June 18, 2008 — Imagine a moment - a thousandth of a second - in the life of a MySpace computer.
Serving the servers: from left: Shahram Ghandeharizadeh, Shahin Shayandeh, Felipe Cariño Jr., Tin Zaw, Jose Juarez-Comboni, and Igor Shvager.
In that brief fraction of an eye blink, thousands of fingers on mice, spread across thousands of square miles, have clicked-in urgent requests for as many chunks of data: a photo needed in Minneapolis, video needed in Des Moines, a forum comment wanted by an observer in Detroit.
As the vast social networking system grows, each millisecond becomes more and more crowded with requests like these. Now, a USC specialist is working to make sure that the answers keep coming back quickly, even with tens of millions of new users.
"If MySpace were less successful," notes Viterbi School professor Shahram Ghandeharizadeh, "there would be no problem. But at the current volume of transactions, getting to the data quickly becomes an issue. "
The key to speed and capacity is what is called DRAM. "Ideally," says Ghandeharizadeh, who is director of the USC Database Laboratory, "you want all the data requested to be in the quick-access cache memory of the servers, the DRAM, rather than having to retrieve it from the servers' disc memory, which is much slower."
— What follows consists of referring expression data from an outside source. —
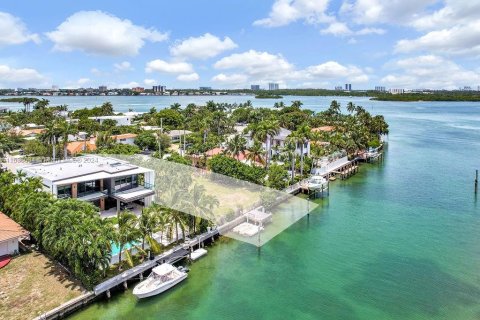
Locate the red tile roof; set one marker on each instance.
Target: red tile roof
(9, 229)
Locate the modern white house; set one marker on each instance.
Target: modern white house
(126, 138)
(277, 142)
(108, 183)
(124, 120)
(10, 234)
(175, 135)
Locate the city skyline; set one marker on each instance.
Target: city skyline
(409, 44)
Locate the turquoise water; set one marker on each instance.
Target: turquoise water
(400, 240)
(116, 248)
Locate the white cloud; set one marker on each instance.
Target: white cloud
(263, 67)
(149, 82)
(453, 13)
(284, 12)
(456, 40)
(232, 79)
(188, 77)
(11, 77)
(366, 31)
(95, 71)
(335, 70)
(168, 67)
(202, 47)
(98, 32)
(123, 66)
(83, 81)
(452, 29)
(256, 63)
(80, 83)
(128, 85)
(379, 11)
(13, 31)
(337, 29)
(431, 72)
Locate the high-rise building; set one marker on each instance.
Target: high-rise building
(273, 86)
(159, 89)
(397, 91)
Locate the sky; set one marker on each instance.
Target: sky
(236, 43)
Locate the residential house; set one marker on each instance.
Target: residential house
(126, 138)
(124, 120)
(277, 143)
(76, 147)
(175, 135)
(10, 234)
(108, 183)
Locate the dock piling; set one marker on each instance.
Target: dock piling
(476, 181)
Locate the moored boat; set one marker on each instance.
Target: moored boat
(160, 279)
(317, 183)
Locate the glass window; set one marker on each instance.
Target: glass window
(64, 191)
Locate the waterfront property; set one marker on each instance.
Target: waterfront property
(32, 284)
(125, 120)
(175, 135)
(276, 142)
(10, 234)
(107, 182)
(126, 138)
But the total volume of data created by users is far more than the DRAM cache will hold. And as the user population grows at an accelerating pace, more and more requests arrive to query a larger and larger body of information. Even the innovative Berkeley DataBase system (BDB) that MySpace uses to keep interactions quick is coming under increasing strain.
BDB keeps MySpace information flowing by quadruple redundancy: each section of users is served not by one but by four overlapping servers that share DRAM space, making the system faster, more reliable, and more scalable.
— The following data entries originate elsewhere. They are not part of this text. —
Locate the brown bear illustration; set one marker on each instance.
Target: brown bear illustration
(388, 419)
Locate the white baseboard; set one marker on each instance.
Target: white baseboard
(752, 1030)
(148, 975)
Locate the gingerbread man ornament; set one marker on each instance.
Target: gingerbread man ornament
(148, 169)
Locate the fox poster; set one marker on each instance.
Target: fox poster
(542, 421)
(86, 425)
"Now it works," says Felipe Cariño, who heads MySpace Research, the company's in-house R&D facility, "but if you double it, it may not." And he says the population may in fact double as people in China and other areas learn to meet and greet each other on their own sites.
Ghandeharizadeh is working with Cariño, a 1995 USC Marshall School Executive M.B.A., to find a way around the impending squeeze. Cariño dubs the effort the "Gemini Project," after the famous twins: "Two heads, Viterbi and MySpace, coming together."
The collaborators have been exploring a new method for maintaining and replacing the data kept in DRAM.
Up to now, the method used has been simple but can be improved: Data that has remained in the DRAM longest without being accessed is overwritten by new data.
Another method is potentially more effective: "Heuristic" replacement in which data is given simple but useful characterizations, which a program then uses to guide replacement. The program isn't static, but learns from system behavior and adjusts its criteria to improve performance.
The heuristic algorithm that MySpace Intrapreneurial Research Group is adapting to the MySpace database comes out of a recent PhD research thesis done by USC graduate student Shahin Shayandeh, who is a member of the team, along with three MySpace computer scientists.
The key element is taking file size into account as well as date. Large objects, like video files, kick out many small objects from the memory when they're loaded. While the general solution is based on how frequently objects are accessed, another rule is to not let very large objects into DRAM. "When you have a gigantic video file that takes up the same space as hundreds or even thousands of text files, uploading it is a shock to the system."
Based on their research, Cariño and Ghandeharizadeh are hopeful that the new algorithm will adapt well to MySpace demands and deliver the desired improvements in performance. "Simulation studies show the heuristic method is a marvel. But seeing whether it delivers in a real ultra-large system, such as the one at MySpace, remains to be seen," says Ghandeharizadeh.
Ghandeharizadeh cherishes the opportunity to take the software to limits not others have reached. Cariño and Ghandeharizadeh specialties are reliable and ultra-large systems, and only three or four exist in the entire world, of which MySpace's is one. It includes, says Cariño "10 data centers, thousands of servers, in 30 plus countries supporting local cultures and languages”.
This opportunity delights Ghandeharizadeh, who doesn't have many occasions to work directly on the ultra-big databases his creations are designed for.
Cariño notes that MySpace Research mission is clear and tightly focused "so that the final result must be a system or prototype that creates a new product or technology”. MySpace Research will file patents and publish papers on the pioneering innovations, but the final deliverable is a new working system. And Ghandeharizadeh plans to deliver the new innovative system.